Past scandals and fears of their repetition appear to have affected the current coalition government.

An appeal by a coalition of 12 ICT organisations, altogether accounting for around 350 billion crowns in annual turnover, for the government to give priority to the development and roll out of technology and applications appears to have gone largely unheeded to judge from the first leaked versions of the government’s programme priorities.

Head of the ICT Unie, Svatoslav Novák, said on Tuesday that there appear to be even fewer promises and commitments in that programme than in that of the previous coalition government agreement.
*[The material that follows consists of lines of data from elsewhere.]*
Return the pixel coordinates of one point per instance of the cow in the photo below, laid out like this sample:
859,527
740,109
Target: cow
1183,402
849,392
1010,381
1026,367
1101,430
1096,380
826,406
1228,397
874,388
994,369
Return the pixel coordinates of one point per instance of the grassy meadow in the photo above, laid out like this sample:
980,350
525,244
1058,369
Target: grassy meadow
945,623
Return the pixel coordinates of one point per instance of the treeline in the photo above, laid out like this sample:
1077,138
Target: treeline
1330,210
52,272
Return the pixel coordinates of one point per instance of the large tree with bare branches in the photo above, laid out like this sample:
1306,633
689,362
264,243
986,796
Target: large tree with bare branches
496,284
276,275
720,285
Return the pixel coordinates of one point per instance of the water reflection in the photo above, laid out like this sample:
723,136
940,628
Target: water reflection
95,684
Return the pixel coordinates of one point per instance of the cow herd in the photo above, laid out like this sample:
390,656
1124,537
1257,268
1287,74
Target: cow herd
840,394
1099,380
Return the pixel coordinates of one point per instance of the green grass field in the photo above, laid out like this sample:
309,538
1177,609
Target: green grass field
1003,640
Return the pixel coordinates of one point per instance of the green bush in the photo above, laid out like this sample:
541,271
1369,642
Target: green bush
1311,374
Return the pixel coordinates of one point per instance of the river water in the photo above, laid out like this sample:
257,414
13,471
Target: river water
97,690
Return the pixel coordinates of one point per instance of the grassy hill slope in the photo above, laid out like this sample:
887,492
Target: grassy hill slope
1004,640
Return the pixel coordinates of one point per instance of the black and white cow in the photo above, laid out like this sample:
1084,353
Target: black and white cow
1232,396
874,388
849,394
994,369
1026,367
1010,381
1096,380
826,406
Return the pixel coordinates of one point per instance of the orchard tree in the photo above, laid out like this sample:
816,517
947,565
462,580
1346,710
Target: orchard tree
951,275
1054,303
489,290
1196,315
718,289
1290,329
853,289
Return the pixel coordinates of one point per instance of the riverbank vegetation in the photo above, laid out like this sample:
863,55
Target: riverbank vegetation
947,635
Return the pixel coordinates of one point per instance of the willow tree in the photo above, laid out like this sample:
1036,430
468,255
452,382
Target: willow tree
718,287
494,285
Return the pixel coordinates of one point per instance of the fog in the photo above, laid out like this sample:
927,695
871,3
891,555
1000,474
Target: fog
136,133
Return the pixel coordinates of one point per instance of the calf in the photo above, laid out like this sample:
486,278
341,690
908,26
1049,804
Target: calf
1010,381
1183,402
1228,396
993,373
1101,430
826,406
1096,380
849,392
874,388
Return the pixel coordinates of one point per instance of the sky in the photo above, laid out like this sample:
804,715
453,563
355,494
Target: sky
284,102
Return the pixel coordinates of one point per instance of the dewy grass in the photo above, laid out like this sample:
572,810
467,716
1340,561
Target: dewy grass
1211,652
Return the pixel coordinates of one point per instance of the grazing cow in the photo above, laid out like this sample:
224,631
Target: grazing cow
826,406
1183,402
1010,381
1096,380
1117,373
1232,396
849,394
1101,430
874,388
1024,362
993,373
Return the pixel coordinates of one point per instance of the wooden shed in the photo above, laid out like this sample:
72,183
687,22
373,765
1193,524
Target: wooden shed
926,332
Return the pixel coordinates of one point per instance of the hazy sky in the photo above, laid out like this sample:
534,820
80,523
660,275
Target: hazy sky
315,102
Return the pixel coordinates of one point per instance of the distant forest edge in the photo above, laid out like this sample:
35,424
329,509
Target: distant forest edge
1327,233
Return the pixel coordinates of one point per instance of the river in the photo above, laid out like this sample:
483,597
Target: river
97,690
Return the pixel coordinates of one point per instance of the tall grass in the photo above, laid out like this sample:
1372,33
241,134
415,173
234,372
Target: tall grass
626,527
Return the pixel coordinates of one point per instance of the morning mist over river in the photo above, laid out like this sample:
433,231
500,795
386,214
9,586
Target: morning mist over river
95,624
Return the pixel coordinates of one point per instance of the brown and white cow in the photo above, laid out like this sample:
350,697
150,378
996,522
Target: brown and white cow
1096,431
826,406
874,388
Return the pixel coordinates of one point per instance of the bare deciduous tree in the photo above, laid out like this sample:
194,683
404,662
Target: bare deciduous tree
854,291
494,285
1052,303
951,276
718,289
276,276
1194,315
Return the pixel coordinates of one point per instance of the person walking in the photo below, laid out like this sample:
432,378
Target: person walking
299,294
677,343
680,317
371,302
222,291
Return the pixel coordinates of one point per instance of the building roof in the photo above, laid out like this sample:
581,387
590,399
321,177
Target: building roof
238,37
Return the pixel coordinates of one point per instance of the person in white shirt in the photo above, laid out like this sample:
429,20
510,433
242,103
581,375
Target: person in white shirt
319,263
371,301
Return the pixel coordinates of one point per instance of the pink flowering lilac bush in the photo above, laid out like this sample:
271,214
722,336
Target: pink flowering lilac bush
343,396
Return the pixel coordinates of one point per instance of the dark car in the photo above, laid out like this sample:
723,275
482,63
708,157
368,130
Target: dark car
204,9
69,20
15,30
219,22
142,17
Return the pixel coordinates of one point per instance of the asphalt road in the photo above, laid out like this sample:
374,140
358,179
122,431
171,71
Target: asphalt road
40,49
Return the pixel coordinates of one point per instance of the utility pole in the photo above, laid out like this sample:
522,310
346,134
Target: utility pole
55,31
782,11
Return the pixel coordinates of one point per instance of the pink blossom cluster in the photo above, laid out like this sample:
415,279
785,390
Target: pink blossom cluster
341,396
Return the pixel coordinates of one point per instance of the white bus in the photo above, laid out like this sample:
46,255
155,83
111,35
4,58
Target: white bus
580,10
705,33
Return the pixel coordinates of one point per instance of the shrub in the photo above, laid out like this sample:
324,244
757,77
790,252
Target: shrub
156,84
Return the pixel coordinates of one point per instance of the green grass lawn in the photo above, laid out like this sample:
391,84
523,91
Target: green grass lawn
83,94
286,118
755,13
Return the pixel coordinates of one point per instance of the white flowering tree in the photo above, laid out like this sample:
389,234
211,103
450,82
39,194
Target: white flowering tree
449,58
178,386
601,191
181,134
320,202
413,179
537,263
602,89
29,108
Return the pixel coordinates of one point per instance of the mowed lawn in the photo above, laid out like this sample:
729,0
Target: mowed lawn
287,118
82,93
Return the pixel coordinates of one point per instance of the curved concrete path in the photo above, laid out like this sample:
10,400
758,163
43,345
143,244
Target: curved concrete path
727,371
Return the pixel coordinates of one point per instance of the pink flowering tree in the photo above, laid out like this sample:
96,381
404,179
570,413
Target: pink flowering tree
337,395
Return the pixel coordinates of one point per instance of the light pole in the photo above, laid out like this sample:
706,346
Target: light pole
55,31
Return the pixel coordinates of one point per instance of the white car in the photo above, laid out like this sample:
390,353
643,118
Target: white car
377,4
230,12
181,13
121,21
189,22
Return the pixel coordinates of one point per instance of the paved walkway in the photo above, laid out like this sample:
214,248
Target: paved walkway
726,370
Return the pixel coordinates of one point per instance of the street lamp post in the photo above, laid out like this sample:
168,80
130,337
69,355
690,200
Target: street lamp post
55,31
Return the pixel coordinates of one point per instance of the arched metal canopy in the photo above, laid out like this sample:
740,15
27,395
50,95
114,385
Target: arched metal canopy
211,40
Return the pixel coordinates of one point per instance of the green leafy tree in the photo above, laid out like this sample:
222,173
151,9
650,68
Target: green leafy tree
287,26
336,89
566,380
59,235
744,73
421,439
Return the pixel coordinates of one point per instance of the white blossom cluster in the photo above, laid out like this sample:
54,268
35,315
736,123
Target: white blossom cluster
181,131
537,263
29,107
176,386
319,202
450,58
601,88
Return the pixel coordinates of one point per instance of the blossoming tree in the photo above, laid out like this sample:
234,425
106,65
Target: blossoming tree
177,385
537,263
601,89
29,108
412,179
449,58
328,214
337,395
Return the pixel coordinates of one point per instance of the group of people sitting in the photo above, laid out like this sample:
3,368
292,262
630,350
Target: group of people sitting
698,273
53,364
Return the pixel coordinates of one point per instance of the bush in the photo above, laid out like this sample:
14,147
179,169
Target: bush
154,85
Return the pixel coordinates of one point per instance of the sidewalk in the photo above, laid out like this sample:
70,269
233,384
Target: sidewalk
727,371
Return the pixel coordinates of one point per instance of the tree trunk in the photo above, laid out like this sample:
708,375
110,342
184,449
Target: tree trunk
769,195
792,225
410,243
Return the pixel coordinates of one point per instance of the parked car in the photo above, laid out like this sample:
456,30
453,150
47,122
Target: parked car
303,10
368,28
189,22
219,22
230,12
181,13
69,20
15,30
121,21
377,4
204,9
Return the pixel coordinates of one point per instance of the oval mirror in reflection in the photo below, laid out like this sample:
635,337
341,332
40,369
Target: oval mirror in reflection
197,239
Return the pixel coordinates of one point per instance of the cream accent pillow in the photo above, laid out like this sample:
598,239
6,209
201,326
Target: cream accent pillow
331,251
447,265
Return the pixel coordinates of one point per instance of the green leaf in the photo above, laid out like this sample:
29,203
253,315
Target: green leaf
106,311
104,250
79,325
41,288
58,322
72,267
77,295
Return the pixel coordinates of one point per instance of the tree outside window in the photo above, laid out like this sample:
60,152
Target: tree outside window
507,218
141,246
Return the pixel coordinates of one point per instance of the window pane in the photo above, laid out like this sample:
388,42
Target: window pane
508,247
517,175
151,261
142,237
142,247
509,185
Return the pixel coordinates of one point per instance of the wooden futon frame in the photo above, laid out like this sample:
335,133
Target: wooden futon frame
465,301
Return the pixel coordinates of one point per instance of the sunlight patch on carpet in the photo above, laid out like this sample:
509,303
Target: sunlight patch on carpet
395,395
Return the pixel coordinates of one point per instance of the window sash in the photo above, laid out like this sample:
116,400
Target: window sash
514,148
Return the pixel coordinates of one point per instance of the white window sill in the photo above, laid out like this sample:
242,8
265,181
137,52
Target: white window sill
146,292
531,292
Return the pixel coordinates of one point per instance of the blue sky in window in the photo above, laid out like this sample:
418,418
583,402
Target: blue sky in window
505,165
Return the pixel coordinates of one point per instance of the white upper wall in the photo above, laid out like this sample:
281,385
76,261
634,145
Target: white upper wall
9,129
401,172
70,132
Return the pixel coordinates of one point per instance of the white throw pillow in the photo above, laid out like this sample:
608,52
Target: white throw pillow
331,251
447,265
He will have to wait another day to see if his worst fears are founded.

The Czech Republic is, he says, doing less to develop ICT than most neighbouring governments, such as Poland, Slovakia, and Hungary, and far less than, say, the Baltic states, which have pushed ahead with introducing electronic communications across most of the public administration without any major problems.

Better use of ICT could make public services and the state more effective and efficient with applications in education, for example, helping to deal with some of the skills shortages and unemployment problems facing the country, Novák explains. EU funds could help cover the costs of applying ICT to the Czech public sector between 2014 and 2020, he adds.

Mr. Novák agues that it is not ICT know-how that it lacking in the Czech Republic. The problem, he says, is that ambitious past programmes have been steered by officials with little real understanding of the subject and without sufficient coordination.

In theory, the Czech government already signed up to a goal of rolling out high speed digital networks by 2020. The fact is though that the government council for competitiveness and information society (RVKIS) that was tasked with setting out some of the ground rules for how different networks could be combined and how missing elements could be added cheaply and effectively has got nowhere. The ICT alliance says that as a result the whole process is now seriously stalled.